Koordinator Calon Cabang Selakau, Fransiska Vira Septiadewi berharap, melalui kegiatan MPAB dan MABIM peserta diharapkan mampu memiliki jiwa yang militan serta mampu menjadi pelaku perubahan ditengah perkembangan jaman dan era teknologi dan industri 4.0.

“Melalui MPAB dan MABIM ini diharapkan juga dapat membentuk kader-kader yang militan dan menjadi pemuda yang dapat menjadi agent perubahan bagi PMKRI, Gereja dan Tanah air.” Imbuhnya.

Sementara itu dalam sambutannya, Ketua presidium PMKRI Cabang Bengkayang selaku cabang pendamping, Victorius Eliston menyampaikan, bahwa dalam kegiatan ini peserta diharapkan mampu memahami dan mendalami materi yang diberikan.

“Melalui kegiatan MPAB dan MABIM ini kami mengharapkan para peserta dapat memahami dan mendalami materi yang ada, serta dapat merealisasikan dalam kehidupan sehari-hari,” ungkapnya.

Kader PMKRI Calon Cabang Sambas diharapkan berperan aktif dimasa pandemi COVID-19, sehingga menjadi momen refleksi bersama sebagai kaum muda khususnya kader PMKRI agar dapat berkontribusi lebih untuk gereja dan tanah air.

Sementara menurut Abelnus yang menjadi pemateri pada kegiatan MPAB dan MABIM PMKRI Calon Cabang Sambas, kader PMKRI harus memiliki jiwa militan yang tinggi terhadap Gereja dan Bangsa.

“Kader PMKRI harus paling terdepan membela Gereja dan bangsa, jika negara mendapatkan ancaman baik dari dalam maupun dari luar,” pungkusnya.

Abelnus juga berharap kepada Pemerintah daerah Kabupaten Sambas, agar mau mengakomodir dan melibatkan Kader PMKRI Cabang Sambas dalam setiap kegiatan Pemerintah.
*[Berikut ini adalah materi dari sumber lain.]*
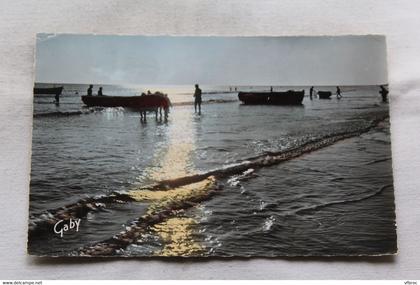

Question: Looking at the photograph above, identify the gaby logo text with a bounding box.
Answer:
[54,219,81,237]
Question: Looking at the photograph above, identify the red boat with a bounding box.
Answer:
[34,86,63,95]
[238,90,305,105]
[318,91,332,99]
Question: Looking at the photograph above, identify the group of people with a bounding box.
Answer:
[306,85,389,102]
[87,84,104,96]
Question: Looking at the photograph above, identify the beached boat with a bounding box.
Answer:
[318,91,332,99]
[34,86,63,95]
[82,94,170,109]
[238,90,305,105]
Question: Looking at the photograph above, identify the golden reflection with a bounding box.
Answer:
[153,217,204,256]
[142,142,194,181]
[128,111,210,256]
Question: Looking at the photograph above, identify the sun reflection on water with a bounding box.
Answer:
[128,108,210,256]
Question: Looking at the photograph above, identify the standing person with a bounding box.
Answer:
[194,84,201,115]
[336,86,343,99]
[309,86,314,100]
[379,85,389,103]
[88,84,93,96]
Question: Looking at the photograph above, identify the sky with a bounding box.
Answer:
[35,34,387,86]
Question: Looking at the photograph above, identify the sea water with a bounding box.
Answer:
[29,84,396,256]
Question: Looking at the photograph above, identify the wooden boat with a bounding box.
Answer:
[238,90,305,105]
[34,86,63,95]
[318,91,332,99]
[82,94,170,109]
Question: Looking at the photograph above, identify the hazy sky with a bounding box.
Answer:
[36,34,387,85]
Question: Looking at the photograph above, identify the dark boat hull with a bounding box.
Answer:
[238,90,305,105]
[82,95,168,109]
[318,91,332,99]
[34,86,63,95]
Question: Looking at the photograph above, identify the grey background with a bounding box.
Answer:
[0,0,420,279]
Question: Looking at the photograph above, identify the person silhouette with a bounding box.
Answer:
[87,84,93,96]
[336,86,343,99]
[379,85,389,103]
[194,84,201,115]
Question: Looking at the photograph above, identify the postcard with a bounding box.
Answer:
[28,34,397,258]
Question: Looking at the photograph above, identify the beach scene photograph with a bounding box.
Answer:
[27,34,397,258]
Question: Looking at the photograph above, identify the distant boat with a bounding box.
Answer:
[34,86,63,95]
[238,90,305,105]
[318,91,332,99]
[82,94,170,109]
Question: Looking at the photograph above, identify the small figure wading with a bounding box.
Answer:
[194,84,201,115]
[379,85,389,103]
[87,84,93,96]
[336,86,343,99]
[98,87,104,96]
[309,86,314,100]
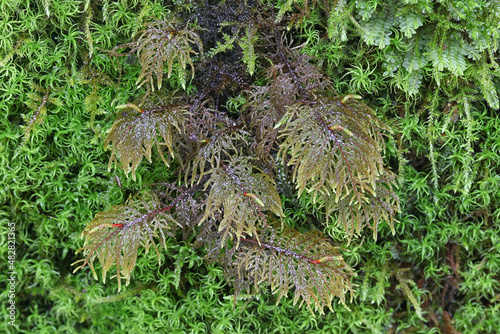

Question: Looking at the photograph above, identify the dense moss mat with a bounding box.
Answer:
[0,0,500,333]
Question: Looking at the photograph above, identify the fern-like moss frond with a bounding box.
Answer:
[104,94,187,180]
[114,19,203,91]
[185,114,248,185]
[73,193,176,291]
[234,229,353,314]
[279,96,398,237]
[200,159,283,246]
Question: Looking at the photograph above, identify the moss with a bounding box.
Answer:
[0,0,500,333]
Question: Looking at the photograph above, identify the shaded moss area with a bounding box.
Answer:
[0,0,500,333]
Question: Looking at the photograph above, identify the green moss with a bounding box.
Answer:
[0,0,500,333]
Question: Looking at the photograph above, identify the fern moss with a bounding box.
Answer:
[0,0,500,333]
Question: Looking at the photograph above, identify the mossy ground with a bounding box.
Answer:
[0,0,500,333]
PMKRI sendiri diwajibkan melakukan kaderisasi dalam rangka untuk meningkatkan kualitas dan kuantitas kader, kegiatan kaderisasi sendiri memiliki 3 tahap yaitu Masa Penerimaan Anggota Baru (MPAB), Masa Bimbingan (MABIM) dan Latihan Kepemimpinan Kader(LKK).

Ketiga tahap ini merupakan syarat utama untuk menjadi anggota dan kepengurusan inti (Presidium dan ketua Presidium) dan Kegiatan tersebut dilaksanakan sesuai kebutuhan cabang. Kegiatan MPAB dan MABIM Calon Cabang Sambas diakhiri dengan pembaretan dan ramah tamah.(Red).